このように色斑になる個所が多い処理材は、製品としては不向きである。
【0006】
本発明はかかる従来の問題点を解決するためになされたもので、その目的は、色斑のないフェノールを含む木材の着色方法を提供することにある。
【0007】
【課題を解決するための手段】
請求項1に係る発明は、フェノールを含む木材に減圧・加圧法によってアルカリ水溶液を含浸後、スチーム処理を行うことを特徴とする。
【0008】
請求項2に係る発明は、フェノールを含む木材に減圧・加圧法によってアルカリ水溶液を含浸後、乾燥し、スチーム処理を行うことを特徴とする。
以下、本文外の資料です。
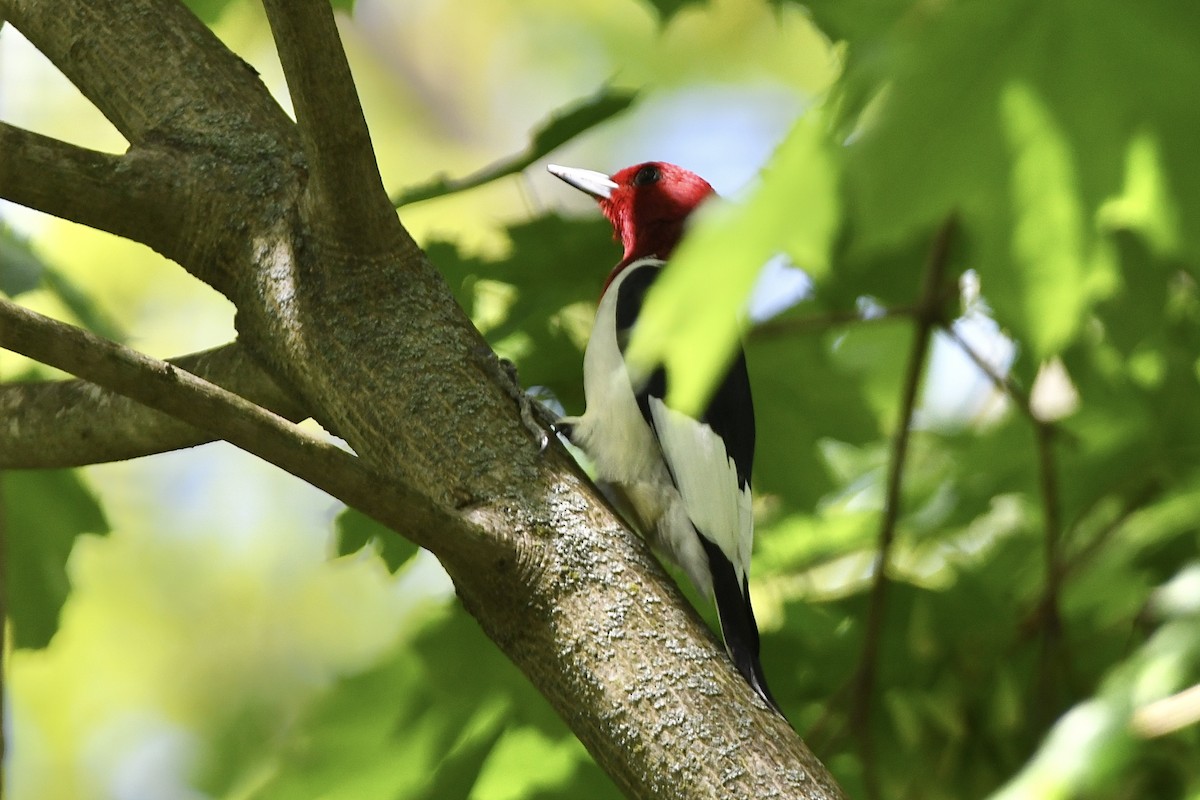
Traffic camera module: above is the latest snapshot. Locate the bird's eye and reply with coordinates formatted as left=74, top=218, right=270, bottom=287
left=634, top=164, right=662, bottom=186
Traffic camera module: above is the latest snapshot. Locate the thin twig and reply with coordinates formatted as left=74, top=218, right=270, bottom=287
left=0, top=122, right=185, bottom=252
left=943, top=316, right=1072, bottom=714
left=750, top=306, right=917, bottom=339
left=851, top=216, right=955, bottom=798
left=0, top=342, right=308, bottom=469
left=263, top=0, right=403, bottom=252
left=942, top=325, right=1044, bottom=425
left=0, top=299, right=478, bottom=552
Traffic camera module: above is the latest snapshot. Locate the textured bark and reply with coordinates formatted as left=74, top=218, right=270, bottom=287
left=0, top=0, right=841, bottom=799
left=0, top=344, right=308, bottom=469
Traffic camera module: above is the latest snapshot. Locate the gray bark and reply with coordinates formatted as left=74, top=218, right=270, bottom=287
left=0, top=0, right=841, bottom=800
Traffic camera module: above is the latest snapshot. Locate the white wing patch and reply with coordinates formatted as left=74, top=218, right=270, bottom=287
left=649, top=397, right=754, bottom=583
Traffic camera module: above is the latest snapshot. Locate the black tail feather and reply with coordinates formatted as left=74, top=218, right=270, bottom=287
left=700, top=535, right=787, bottom=720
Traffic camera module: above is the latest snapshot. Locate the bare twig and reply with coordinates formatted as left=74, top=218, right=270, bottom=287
left=0, top=0, right=292, bottom=149
left=263, top=0, right=403, bottom=252
left=1133, top=684, right=1200, bottom=739
left=851, top=217, right=955, bottom=798
left=0, top=343, right=308, bottom=469
left=0, top=122, right=184, bottom=252
left=750, top=306, right=917, bottom=339
left=942, top=325, right=1045, bottom=425
left=0, top=299, right=478, bottom=552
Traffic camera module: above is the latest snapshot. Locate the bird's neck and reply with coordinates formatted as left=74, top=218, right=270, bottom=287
left=601, top=219, right=683, bottom=294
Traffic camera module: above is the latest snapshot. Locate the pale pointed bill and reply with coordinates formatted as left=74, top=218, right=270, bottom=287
left=546, top=164, right=617, bottom=199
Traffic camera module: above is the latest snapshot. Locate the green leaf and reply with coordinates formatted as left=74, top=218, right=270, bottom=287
left=0, top=222, right=46, bottom=297
left=391, top=88, right=636, bottom=209
left=42, top=266, right=125, bottom=342
left=185, top=0, right=238, bottom=26
left=0, top=470, right=108, bottom=648
left=647, top=0, right=703, bottom=25
left=626, top=109, right=840, bottom=415
left=334, top=509, right=421, bottom=572
left=414, top=706, right=508, bottom=800
left=847, top=0, right=1200, bottom=356
left=983, top=84, right=1111, bottom=360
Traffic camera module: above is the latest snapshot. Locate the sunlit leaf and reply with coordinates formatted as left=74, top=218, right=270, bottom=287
left=336, top=509, right=420, bottom=572
left=391, top=89, right=636, bottom=209
left=0, top=222, right=46, bottom=297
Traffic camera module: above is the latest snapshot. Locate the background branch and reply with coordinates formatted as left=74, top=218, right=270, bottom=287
left=0, top=343, right=308, bottom=469
left=851, top=217, right=955, bottom=796
left=0, top=299, right=475, bottom=551
left=0, top=122, right=180, bottom=252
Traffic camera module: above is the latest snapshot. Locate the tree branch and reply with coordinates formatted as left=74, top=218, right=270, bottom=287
left=0, top=0, right=292, bottom=148
left=0, top=0, right=841, bottom=800
left=942, top=325, right=1070, bottom=715
left=749, top=307, right=918, bottom=339
left=851, top=216, right=955, bottom=796
left=0, top=299, right=468, bottom=551
left=0, top=122, right=180, bottom=252
left=0, top=343, right=308, bottom=469
left=263, top=0, right=402, bottom=253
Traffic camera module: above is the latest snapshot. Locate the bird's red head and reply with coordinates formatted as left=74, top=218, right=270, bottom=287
left=548, top=161, right=713, bottom=281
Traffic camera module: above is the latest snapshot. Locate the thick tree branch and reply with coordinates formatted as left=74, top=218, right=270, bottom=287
left=0, top=343, right=308, bottom=469
left=851, top=217, right=955, bottom=796
left=0, top=0, right=840, bottom=800
left=0, top=122, right=181, bottom=256
left=0, top=0, right=290, bottom=148
left=0, top=299, right=478, bottom=551
left=263, top=0, right=402, bottom=253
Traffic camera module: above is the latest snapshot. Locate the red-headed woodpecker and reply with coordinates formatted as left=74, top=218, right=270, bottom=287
left=548, top=162, right=779, bottom=711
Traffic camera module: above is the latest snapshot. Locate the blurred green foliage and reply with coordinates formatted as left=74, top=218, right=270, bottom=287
left=7, top=0, right=1200, bottom=800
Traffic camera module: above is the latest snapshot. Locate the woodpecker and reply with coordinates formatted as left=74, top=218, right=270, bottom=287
left=548, top=161, right=782, bottom=714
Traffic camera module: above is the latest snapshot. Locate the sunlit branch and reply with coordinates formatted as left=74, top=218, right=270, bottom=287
left=263, top=0, right=396, bottom=252
left=942, top=325, right=1036, bottom=425
left=0, top=343, right=308, bottom=469
left=851, top=217, right=955, bottom=798
left=750, top=306, right=918, bottom=339
left=0, top=0, right=290, bottom=149
left=0, top=299, right=479, bottom=552
left=1133, top=684, right=1200, bottom=739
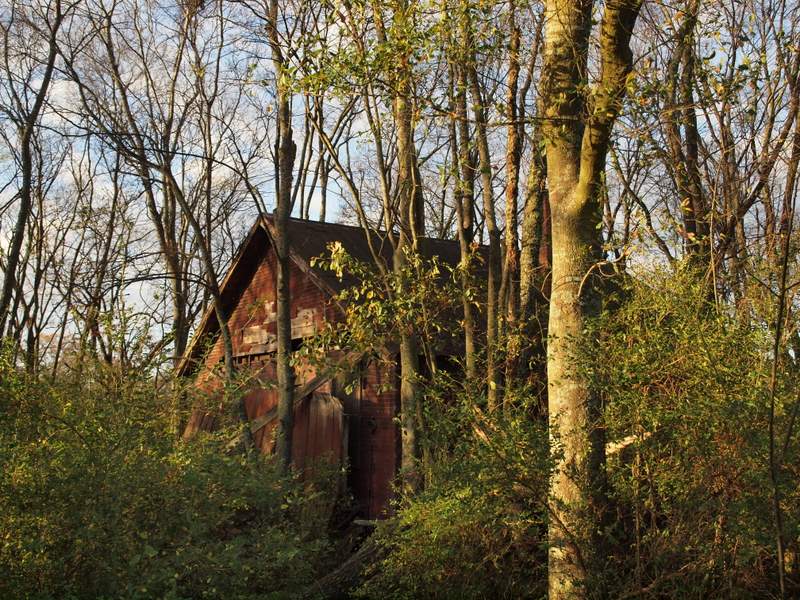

請求項3に係る発明は、請求項1または2記載のフェノールを含む木材の着色方法において、前記アルカリ水溶液は、炭酸ナトリウムまたは炭酸カリウムの水溶液であることを特徴とする。
【0009】
請求項4に係る発明は、請求項1または2記載のフェノールを含む木材の着色方法において、前記アルカリ水溶液は、pH10以上であることを特徴とする。請求項5に係る発明は、請求項1または2記載のフェノールを含む木材の着色方法において、前記スチーム処理時の木材の表面温度は、120℃〜160℃であることを特徴とする。
【0010】
請求項6に係る発明は、請求項1または2記載のフェノールを含む木材の着色方法において、前記スチーム処理の時間は、1時間〜3時間であることを特徴とする。
本発明者は、色斑を起こさないようにするためには、アルカリ水溶液が入っていない細胞に、アルカリ水溶液を入れるべく種々実験を行った結果、木材の物性を利用して、一度細胞に入ったアルカリ水溶液を他の細胞に拡げることを見いだした。木材は細胞に穴が開いていなくても、拡散といって、平衡に達する性質がある。
【0011】
そこで、アルカリ水溶液が入っていない細胞に高温・高圧のスチームをかけると、温度と圧力で木材が圧縮され、スチーム下のため、水分があるから、細胞孔の中に高圧と温度によって細胞が変形を起こす。変形を起こした後に、圧力を開放すると、スポンジ効果によって細胞が元に戻ろうとする。これによって、アルカリ水溶液が細胞内に吸い込まれることを見いだした。
【0012】
【発明の実施の形態】
以下、本発明を実施形態に基づいて説明する。
まず、含水率が約20.0〜50.0%、寸法が幅210mm×高さ30mm×長さ4000mmの杉材を耐圧容器の中で減圧雰囲気にして一定時間放置した後、杉材内に注入する薬剤(炭酸ナトリウム0.2〜1.0%水溶液;pH10〜12)を処理槽に流し入れ加圧した。
【0013】
この注入技術は、一般的に行われている方法である(減圧・加圧法)。
このとき、圧力・時間・温度による影響はあるものの、本実施形態では、減圧時間を2時間以上、そのときの減圧力を約10〜40トルとした。温度は、90〜150℃の範囲である。
その後、注入液(炭酸ナトリウム0.25〜0.5%水溶液)を処理槽に流し入れてから大気圧に戻し、5kgf/cm2〜10kgf/cm2の加圧を行った。
【0014】
次に、注入液を上記方法で注入して取り出された杉材は、重量を測定してからそのまま大気中に放置(天然乾燥)し、約1〜2ヶ月間乾燥させた。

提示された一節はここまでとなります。